The LAR estimation included the 2006 National Academy of Sciences BEIR VII. We extracted data in terms of scanning year (before and after 2007, 26] and countries (US or not) to explore the impact of scanning year and countries on cancer risks. Scanning year, countries, and continents of studies did not alter cancer risks (Ι2 = 99.61%, P = 0.88; Ι2 = 99.61%, P = 0.19; Ι2 = 99.61%, P = 0.58, Table 3). There was no significant difference in study quality scores (Ι2 = 99.61%, P = 0.25; Table 3).

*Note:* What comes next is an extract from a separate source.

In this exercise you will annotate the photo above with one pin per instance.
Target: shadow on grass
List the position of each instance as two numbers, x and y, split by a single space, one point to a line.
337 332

Dose-response analysis showed that the cancer risks significantly increased linearly with radiation dose of CT scans (Coefficient = 0.03, P = 0.00) (Fig. S1). In details, the cancer risks were lowest for radiation dose of less than 15 mSv (OR, 2.51 [95% CI, 1.55 to 4.06], Ι2 = 94.46%), highest for dose greater than 55 mSv (OR, 33.31 [95% CI, 21.33 to 52.02], Ι2 = 97.09%), intermediate for dose of 15 to 55 mSv (OR, 5.48 [95% CI, 2.74 to 10.97]), with significant differences between triple groups (P < 0.001, dose grouping according to the overall radiation dose distribution included in the studies) (Fig. S2). Moreover, the relationship between cancer risk and radiation dose was more significant in the < 45 years group (P = 0.00), while there was no significant difference in 45–65 years groups (P = 0.08, Fig. S3).
For cancer types, a significantly higher risk of non-leukemic cancer was noted (P = 0.01; Table 3), in comparison with leukemic cancer. Cancer risks were significantly increased when more than 3 sites were scanned (P = 0.00; Table 3).
Heterogeneity and sensitivity analyses
Sensitivity analyses did not alter the results, by excluding 1 study at a time from each meta-analysis (Table S4). Heterogeneity was present in all analyses (> 99% for all pooled estimates). Meta-regression (Table S5) identified data type, CT sites, and radiation dose contributing to heterogeneity for cancer risk, with no factors substantially reducing heterogeneity between studies.
Discussion
Main findings and the significance of using LBR for LAR studies
The meta-analysis presents novel and complete evidence for the common and important issue concerned by clinicians, patients and the public, i.e., exposed CT scans and pertinent cancer risks for adults in their remaining lives. Based on 2,049,943 actual and 109,600,000 LAR/LBR participants from 9 countries, cancer risks for adults undergoing CT scans were successfully identified. Importantly, studies using LAR have been neglected in previous synthesized reports; partly due to the paucity of an appropriate control/unexposed population in quantify OR for these studies.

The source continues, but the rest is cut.